By default it looks for datasets/training_data.csv and writes to models/. You can override paths in the script.

Output Files

  • model_latest.json or model_latest.pkl – Model
  • scaler_*.json or scaler_*.pkl – Scaler
  • metadata_*.json – Training date, feature names, metrics

Retraining

The inference service can report when the model is older than 30 days via needsRetraining().

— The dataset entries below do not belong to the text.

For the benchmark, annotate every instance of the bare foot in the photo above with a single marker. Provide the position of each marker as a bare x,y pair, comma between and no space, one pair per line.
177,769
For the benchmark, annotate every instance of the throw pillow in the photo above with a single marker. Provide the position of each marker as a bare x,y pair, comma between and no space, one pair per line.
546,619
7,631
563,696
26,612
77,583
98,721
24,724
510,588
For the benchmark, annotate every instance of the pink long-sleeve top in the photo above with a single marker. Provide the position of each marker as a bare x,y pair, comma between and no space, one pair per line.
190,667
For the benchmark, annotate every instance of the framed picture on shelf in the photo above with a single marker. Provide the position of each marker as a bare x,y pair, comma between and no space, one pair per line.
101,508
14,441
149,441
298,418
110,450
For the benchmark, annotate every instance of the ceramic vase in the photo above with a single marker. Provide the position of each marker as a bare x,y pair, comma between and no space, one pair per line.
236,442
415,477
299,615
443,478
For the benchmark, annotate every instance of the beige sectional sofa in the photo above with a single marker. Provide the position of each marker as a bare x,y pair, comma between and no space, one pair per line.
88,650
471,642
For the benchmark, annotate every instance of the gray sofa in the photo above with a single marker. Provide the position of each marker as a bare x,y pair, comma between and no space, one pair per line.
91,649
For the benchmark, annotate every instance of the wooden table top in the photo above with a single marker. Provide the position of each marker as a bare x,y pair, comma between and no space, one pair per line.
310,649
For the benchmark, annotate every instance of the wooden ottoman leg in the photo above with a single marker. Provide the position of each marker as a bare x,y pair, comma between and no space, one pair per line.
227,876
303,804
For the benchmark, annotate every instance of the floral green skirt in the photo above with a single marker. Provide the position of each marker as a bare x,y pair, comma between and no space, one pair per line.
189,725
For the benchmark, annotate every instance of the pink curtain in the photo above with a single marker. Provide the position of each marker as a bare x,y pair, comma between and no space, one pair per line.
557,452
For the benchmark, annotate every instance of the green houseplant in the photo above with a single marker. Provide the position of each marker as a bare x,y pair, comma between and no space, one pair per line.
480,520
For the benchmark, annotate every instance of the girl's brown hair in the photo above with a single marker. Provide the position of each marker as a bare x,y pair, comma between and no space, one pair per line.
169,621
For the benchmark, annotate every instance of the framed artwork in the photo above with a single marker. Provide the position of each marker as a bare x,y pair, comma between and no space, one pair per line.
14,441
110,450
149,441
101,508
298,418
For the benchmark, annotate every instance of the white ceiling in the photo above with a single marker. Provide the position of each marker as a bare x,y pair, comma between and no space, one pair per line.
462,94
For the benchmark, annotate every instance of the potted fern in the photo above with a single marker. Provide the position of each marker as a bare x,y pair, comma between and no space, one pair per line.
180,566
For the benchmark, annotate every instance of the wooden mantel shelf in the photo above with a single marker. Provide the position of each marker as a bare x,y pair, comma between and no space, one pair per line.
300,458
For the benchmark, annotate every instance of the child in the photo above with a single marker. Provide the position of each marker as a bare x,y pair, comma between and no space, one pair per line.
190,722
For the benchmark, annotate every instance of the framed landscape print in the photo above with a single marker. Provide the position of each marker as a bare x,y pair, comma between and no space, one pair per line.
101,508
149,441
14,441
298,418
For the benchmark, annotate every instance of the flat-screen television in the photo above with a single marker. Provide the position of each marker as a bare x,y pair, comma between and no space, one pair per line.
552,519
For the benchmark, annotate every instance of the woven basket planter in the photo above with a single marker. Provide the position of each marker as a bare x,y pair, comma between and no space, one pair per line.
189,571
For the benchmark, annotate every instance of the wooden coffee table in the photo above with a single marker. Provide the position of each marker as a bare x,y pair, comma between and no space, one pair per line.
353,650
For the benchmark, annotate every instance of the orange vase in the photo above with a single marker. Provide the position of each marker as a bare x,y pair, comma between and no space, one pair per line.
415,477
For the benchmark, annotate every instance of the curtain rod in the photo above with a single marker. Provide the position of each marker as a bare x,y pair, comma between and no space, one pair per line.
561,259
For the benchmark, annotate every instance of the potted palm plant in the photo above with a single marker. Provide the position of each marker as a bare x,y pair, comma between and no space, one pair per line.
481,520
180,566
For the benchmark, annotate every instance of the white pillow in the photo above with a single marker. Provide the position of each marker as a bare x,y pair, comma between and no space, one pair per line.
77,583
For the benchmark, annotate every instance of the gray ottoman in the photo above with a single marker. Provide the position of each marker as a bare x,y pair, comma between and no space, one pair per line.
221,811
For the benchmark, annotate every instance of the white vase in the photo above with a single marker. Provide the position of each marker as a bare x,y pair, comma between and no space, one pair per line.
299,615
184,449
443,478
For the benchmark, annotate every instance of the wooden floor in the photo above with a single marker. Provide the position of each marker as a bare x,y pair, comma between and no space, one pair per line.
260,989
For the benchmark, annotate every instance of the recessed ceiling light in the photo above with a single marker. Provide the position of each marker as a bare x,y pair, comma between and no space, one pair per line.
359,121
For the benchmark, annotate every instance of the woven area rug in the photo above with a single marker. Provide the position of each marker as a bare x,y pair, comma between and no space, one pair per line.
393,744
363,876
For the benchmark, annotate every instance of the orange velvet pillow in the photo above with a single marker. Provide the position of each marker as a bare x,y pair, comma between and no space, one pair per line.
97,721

Collect new data periodically and retrain to adapt to changing traffic patterns.

ML Configuration

ML behavior is controlled by environment variables, model metadata, and detection engine thresholds.

Environment Variables

  • USE_PYTHON_ML – Set to false to disable Python and use the JavaScript fallback only

Model Thresholds (in model_latest.json)

  • anomalyScore – Alert when score is below this (e.g. -0.1). More negative = more anomalous.
  • confidence – Alert only when confidence is above this (e.g. 0.7).

Detection Engine Thresholds

The combined detection engine uses its own thresholds (in code):

  • mlAnomalyScore – e.g. -0.5 (stricter than model default)
  • mlConfidence – e.g. 0.9 (higher confidence required)

These are tuned to reduce false positives. Adjust in combinedDetectionEngine.js if needed.

Settings UI

In the Desktop App, Settings → Detection lets you:

  • Enable/disable ML anomaly detection
  • Choose Python ML vs JavaScript (when both available)
  • Export training data
  • View ML status (initialized, Python active, stats)

Model Paths

The service looks for models in ml/models/ relative to the app path, with fallbacks for development and packaged builds.